Russian businessman and environmentalist (born 1966)

German Lvovich Sterligov (Герман Львович Стерлигов; born 18 October 1966) is a Russian businessman and environmentalist.

==Early life and education==
German Sterligov was born in Zagorsk (now Sergiyev Posad), Russian SFSR, Soviet Union. He attended college but eventually dropped out.

== Career ==
In 1990, during the dissolution of the USSR, he was instrumental in the founding of the Russian commodities exchange. The exchange is named after his dog, Alisa. After starting a successful company at the age of 24, Sterligov became Russia's first official millionaire. His company employed more than 2,500 people and had offices in New York City and London. In 1996, Sterligov became more devout in his Russian Orthodox faith, however orthodox scholars criticized his misogyny.

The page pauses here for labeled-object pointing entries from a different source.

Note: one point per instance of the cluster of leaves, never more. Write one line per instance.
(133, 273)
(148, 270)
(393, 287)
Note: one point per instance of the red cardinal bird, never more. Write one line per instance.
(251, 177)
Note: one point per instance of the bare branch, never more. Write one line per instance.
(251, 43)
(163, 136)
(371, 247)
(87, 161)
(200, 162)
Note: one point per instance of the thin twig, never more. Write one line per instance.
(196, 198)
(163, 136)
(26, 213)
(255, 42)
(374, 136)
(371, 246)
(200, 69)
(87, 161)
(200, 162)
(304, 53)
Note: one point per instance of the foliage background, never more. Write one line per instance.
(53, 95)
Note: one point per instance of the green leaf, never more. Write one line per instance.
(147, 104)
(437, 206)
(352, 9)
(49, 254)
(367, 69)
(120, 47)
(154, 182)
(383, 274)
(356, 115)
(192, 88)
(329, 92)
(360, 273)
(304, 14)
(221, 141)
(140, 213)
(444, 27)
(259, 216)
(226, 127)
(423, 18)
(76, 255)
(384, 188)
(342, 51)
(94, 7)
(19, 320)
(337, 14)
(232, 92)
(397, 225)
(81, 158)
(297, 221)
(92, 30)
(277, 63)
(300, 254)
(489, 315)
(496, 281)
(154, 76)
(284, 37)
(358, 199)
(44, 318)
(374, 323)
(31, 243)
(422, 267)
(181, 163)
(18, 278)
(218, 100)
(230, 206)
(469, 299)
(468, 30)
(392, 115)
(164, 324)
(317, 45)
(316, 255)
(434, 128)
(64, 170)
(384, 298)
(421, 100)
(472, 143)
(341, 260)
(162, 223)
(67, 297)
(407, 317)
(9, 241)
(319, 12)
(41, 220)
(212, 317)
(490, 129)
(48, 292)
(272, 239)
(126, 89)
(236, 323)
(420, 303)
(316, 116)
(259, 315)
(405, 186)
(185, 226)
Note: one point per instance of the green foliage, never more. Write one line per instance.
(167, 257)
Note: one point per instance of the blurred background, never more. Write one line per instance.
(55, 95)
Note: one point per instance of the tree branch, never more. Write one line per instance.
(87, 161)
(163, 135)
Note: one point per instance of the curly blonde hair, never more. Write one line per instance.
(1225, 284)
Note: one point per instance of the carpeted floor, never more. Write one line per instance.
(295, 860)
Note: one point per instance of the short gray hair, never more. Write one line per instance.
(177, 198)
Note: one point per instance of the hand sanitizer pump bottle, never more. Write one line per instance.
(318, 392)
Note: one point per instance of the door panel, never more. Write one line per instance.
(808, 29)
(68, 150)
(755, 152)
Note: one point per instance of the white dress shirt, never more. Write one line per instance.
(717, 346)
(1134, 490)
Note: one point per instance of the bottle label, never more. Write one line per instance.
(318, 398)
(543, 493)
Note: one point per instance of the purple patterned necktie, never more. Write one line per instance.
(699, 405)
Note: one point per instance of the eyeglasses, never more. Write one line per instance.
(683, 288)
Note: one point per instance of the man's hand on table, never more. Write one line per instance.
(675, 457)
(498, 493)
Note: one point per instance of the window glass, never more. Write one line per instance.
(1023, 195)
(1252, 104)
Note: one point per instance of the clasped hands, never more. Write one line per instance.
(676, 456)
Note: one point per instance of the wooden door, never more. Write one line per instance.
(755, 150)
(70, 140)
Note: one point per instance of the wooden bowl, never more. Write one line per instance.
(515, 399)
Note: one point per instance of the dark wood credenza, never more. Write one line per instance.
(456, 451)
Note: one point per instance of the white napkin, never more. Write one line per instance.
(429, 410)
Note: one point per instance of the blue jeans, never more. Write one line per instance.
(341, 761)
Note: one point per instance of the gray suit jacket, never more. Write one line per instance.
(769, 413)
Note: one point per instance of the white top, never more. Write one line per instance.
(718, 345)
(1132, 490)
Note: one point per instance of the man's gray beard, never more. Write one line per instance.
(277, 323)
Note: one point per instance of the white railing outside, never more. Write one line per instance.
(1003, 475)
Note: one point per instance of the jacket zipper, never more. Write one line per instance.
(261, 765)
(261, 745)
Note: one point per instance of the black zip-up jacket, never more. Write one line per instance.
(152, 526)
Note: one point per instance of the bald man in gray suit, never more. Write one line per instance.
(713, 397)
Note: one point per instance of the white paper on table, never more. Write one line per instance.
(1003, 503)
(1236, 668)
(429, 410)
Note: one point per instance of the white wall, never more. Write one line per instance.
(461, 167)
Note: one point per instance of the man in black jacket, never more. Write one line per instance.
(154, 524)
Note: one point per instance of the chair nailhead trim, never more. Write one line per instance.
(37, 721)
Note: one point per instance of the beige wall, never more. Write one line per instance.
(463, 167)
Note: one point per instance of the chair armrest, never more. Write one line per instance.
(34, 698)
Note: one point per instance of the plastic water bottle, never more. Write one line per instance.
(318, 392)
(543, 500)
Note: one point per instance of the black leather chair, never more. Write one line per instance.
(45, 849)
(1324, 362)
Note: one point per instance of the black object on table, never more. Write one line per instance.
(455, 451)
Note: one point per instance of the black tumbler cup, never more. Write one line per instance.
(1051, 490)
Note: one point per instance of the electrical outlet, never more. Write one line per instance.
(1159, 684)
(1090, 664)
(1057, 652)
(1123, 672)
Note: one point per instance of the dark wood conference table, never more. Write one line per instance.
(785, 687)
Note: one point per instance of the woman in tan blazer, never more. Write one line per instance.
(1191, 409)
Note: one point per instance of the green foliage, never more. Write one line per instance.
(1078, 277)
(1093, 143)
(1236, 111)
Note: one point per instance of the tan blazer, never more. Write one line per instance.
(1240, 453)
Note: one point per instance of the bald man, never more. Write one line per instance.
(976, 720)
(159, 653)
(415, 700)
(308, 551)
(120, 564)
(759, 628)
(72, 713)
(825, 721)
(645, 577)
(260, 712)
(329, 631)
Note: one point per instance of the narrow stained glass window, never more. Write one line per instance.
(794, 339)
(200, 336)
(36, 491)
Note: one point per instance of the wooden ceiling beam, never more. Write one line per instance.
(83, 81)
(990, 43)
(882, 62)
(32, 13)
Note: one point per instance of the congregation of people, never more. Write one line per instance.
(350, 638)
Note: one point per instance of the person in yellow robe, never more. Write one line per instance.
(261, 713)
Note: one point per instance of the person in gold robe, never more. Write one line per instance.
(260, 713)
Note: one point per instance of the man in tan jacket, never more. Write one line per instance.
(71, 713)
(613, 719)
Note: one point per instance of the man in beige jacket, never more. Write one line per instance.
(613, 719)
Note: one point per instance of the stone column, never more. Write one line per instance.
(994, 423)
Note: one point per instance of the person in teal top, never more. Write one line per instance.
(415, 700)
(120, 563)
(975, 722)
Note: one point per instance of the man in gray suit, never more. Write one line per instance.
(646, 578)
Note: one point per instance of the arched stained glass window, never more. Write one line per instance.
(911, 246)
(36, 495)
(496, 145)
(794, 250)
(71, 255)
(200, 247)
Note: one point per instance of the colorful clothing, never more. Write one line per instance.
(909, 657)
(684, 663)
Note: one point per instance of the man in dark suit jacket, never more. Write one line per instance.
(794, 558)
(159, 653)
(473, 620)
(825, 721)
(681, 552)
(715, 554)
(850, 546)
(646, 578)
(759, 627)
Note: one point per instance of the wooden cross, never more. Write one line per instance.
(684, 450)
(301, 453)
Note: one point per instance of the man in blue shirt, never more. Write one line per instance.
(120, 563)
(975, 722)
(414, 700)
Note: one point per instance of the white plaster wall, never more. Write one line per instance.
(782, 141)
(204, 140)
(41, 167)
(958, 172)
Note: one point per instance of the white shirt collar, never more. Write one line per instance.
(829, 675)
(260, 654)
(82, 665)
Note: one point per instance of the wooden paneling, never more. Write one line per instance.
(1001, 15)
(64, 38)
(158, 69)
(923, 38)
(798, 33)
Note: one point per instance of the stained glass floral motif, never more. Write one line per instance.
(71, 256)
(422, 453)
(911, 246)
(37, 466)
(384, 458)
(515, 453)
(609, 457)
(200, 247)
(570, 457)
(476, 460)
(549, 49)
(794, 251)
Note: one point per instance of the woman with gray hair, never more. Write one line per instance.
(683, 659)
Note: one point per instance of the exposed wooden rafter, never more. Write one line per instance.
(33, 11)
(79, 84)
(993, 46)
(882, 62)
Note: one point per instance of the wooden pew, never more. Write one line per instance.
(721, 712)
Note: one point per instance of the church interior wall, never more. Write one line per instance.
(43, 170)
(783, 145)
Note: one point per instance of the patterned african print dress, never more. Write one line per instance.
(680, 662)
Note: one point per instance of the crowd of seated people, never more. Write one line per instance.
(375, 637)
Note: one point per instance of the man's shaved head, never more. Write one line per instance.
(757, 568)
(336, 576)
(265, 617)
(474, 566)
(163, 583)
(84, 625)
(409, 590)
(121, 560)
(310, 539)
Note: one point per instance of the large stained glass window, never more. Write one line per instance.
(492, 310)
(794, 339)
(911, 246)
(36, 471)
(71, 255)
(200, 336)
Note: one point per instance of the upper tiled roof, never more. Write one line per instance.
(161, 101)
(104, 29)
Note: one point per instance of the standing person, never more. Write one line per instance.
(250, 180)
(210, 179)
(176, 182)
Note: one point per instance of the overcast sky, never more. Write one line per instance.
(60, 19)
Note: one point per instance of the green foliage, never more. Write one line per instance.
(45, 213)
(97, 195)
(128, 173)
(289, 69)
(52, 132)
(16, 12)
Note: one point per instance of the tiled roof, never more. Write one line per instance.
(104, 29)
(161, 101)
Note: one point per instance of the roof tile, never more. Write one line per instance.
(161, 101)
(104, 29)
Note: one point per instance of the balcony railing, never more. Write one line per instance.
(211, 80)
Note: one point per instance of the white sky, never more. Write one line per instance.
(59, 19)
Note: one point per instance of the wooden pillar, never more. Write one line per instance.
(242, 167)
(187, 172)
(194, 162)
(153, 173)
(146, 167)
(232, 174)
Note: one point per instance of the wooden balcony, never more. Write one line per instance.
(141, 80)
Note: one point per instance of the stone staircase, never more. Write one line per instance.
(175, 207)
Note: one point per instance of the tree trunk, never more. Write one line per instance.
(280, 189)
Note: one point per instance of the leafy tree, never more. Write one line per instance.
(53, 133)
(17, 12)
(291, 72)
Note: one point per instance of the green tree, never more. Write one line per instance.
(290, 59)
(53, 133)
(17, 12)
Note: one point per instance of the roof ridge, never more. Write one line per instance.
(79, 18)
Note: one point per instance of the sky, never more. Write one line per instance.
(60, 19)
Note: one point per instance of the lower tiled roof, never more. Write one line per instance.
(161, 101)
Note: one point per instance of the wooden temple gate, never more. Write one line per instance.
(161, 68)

He is a nationalist and has participated in several political campaigns. He ran unsuccessfully for governor of the Krasnoyarsk region in Siberia, and mayor of Moscow. In 2004, Sterligov ran for the presidency of Russia, but his candidacy was prevented by the federal government.

During the 2008 financial crisis, Sterligov founded the Anti-Crisis Settlement and Accounting Center, which gave financial support to those exchanging goods and services. He also founded a housing commune for farmers and artisans while providing free social and medical services. A staunch anti-abortionist, Sterligov launched a media campaign against abortion throughout Russia in 2010. In December 2010, Sterligov sent an open letter to Vladimir Putin and Dimitry Medvedev, proposing a suggestion to sell Siberia and the Russian Far East to other countries after transferring ethnic Russians to European Russia.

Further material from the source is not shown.